聴く力を身に付けるための手法について実際に演習を行い、生徒たちは真剣に取り組みました。また、敬語の用い方について教えたいただき、正しく用いることの難しさを体験しました。
医療現場における接遇とは何か、接遇の5原則や質の高いコミュニケーションについてなど具体的な例をもとに、とてもわかりやすく西川先生から教えていただきました。
生徒たちは看護職を目指す者として、日頃からどうあるべきか考える機会となりました。
4月23日(土)に専攻科2年生35名が県内の高等学校看護科に在籍する生徒同士の親睦を図るとともに、専門職である看護師を目指す者として感性を磨くことを目的とし、交流会を行いました。
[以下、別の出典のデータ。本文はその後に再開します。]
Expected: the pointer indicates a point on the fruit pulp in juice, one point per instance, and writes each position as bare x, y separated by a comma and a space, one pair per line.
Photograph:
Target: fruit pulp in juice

新型コロナウイルス感染症の影響もあり昨年度と一昨年度は休止をしましたが、今年度はオンラインという形で交流会を行いました。
講演では、「我が道を行こう」と題して、講師に本校の卒業生でもある、心臓病センター榊原病院 感染管理認定看護師・災害医療コーディネーター 田村幸二先生の講演を聞きました。
講演では、本当に自分がしたいことは何か、何を考え、どう行動するのか信念をもって我が道を歩くことが大切であると学びました。また、講演の中で青春時代に熱中していたギターの演奏を披露してくださいました。生徒たちは講演を受けて自分の長所を生かしつつ短所を改善し、かつ芯のある人間になりたいと感じていました。
講演後は、5校それぞれの学校紹介を行いました。
環境は違えど、看護師になるという同じ目標に向かって努力しているのだということを実感し、一緒に頑張ろうと心強く思いました。
専攻科も授業が本格的にスタートしました。4月20日(水)5・6時間目、専攻科1年生「成人看護学方法論Ⅰ」という外部講師の授業で人工呼吸器について学びました。
呼吸がしにくい患者さんと同じように呼吸器の動きを再現し、現場で実際に使用されている非侵襲的(身体への負担が少ない)人工呼吸器をつけてどのように感じるかといった患者体験をしました。
専攻科に入学し、普段の授業を基本として、看護科よりもさらに外部講師の先生から受ける専門的な内容の授業や実習も多くなります。みんな気持ちを新たに、看護師になるという夢に向かって頑張っています。